Thursday, 25 Apr 2024

‘Red tape’ getting in the way of diversity in the police service, top officer warns

Now is the time for forces to transform themselves and address racial inequality, the most senior Asian woman in the ranks of the police has said.

Assistant chief constable Kerrin Wilson, the National Police Chiefs’ lead on race, said the end of austerity, a drive to recruit 20,000 more officers and the Black Lives Matter protests mean forces are able to confront their records on diversity.

She said: “There’s a massive issue around diversity and around people of all backgrounds, faiths beliefs, and cultures at the moment.

“We’ve got the opportunity with the uplift programme of 20,000 new officers coming into the service to do something differently. And there’s a great willingness for policing to change.

“But what we need to do is get over the red tape that sometimes prevents us being as good as we want to be. Another separate part of my work is also bringing in women of colour into the service.”

ACC Wilson is one of only two BAME female officers in senior roles in Britain, raising serious questions about efforts to recruit and encourage ethnic minority officers in the service.

In 2009, in its 10-year Macpherson anniversary report, MPs on the Home Affairs Select Committee said progress had been “slowest” in the police workforce.

Today, the evidence suggests that is still the case.

“I first started in Northumbria police and I’ve been across five different forces now. For probably the first eight to 10 years of my service I was the only female officer of colour.

“That was incredibly lonely in terms of understanding or finding somebody else who I might want to talk to when I struggled with some of the challenges that I had in policing.

“But the force and policing has come such a long way since those days. It is a different world now.”

An inquiry into the death of murdered teenager Stephen Lawrence called for an overhaul of police procedures and attitudes towards race. But how much has changed since 1999?

Recalling her own experience of racism while working in the police, she said: “Trying to explain to people outside of policing why I wanted to be in a job which was branded as being institutionally racist and having terms like coconut used, where you’re brown on the outside and white on the inside because you abandoned any cultural reflections of yourself, were quite hurtful things to go through.”

Across Britain, 7% of officers are from a black, Asian and minority ethnic background, compared with 14.9% of the population.

The shortage of senior BAME officers in chief roles has become a cause for concern. In the history of the service, there has only been one black chief constable – Mike Fuller, who led Kent Police between 2004 and 2010.

ACC Wilson believes that some of the promises made by police leaders following the Macpherson inquiry in 1999 may have been forgotten.

“When you’re not looking at it, specifically, some things get forgotten about because the next thing comes along that you focus on.

“The last 10 years have been particularly difficult during austerity, so lots of forces have had to put their plans on hold, because they weren’t recruiting, or they were actively reducing their numbers.

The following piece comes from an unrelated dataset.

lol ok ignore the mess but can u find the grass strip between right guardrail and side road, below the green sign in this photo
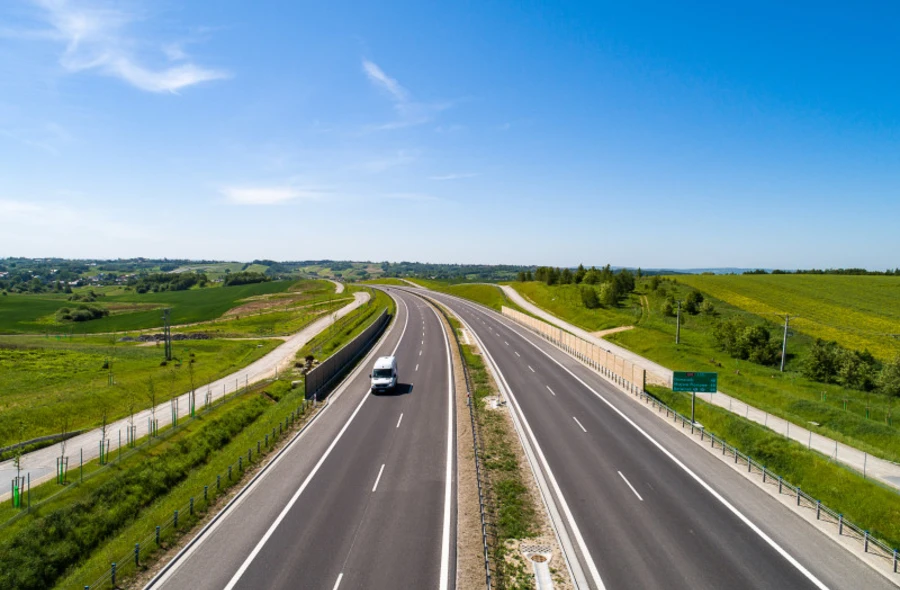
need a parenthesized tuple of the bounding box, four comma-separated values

“If you’re not recruiting, then you can’t bring in people of difference,” she said.

But after 28 years in frontline policing she believes there are grounds for hope.

“There’s lots of work going on with the College of Policing about trying to help eliminate some of the unconscious bias that we’ve got both in our structures, and some of our senior and middle managers, who just may not have considered what some of the processes are doing to people to stop them coming in.

“We’re working together to see at every different stage of those recruitment processes whether it’s the attraction, the application form to the interview or the training and what can we do to eliminate some of the bureaucracy or the unconscious bias that might be a barrier for people.”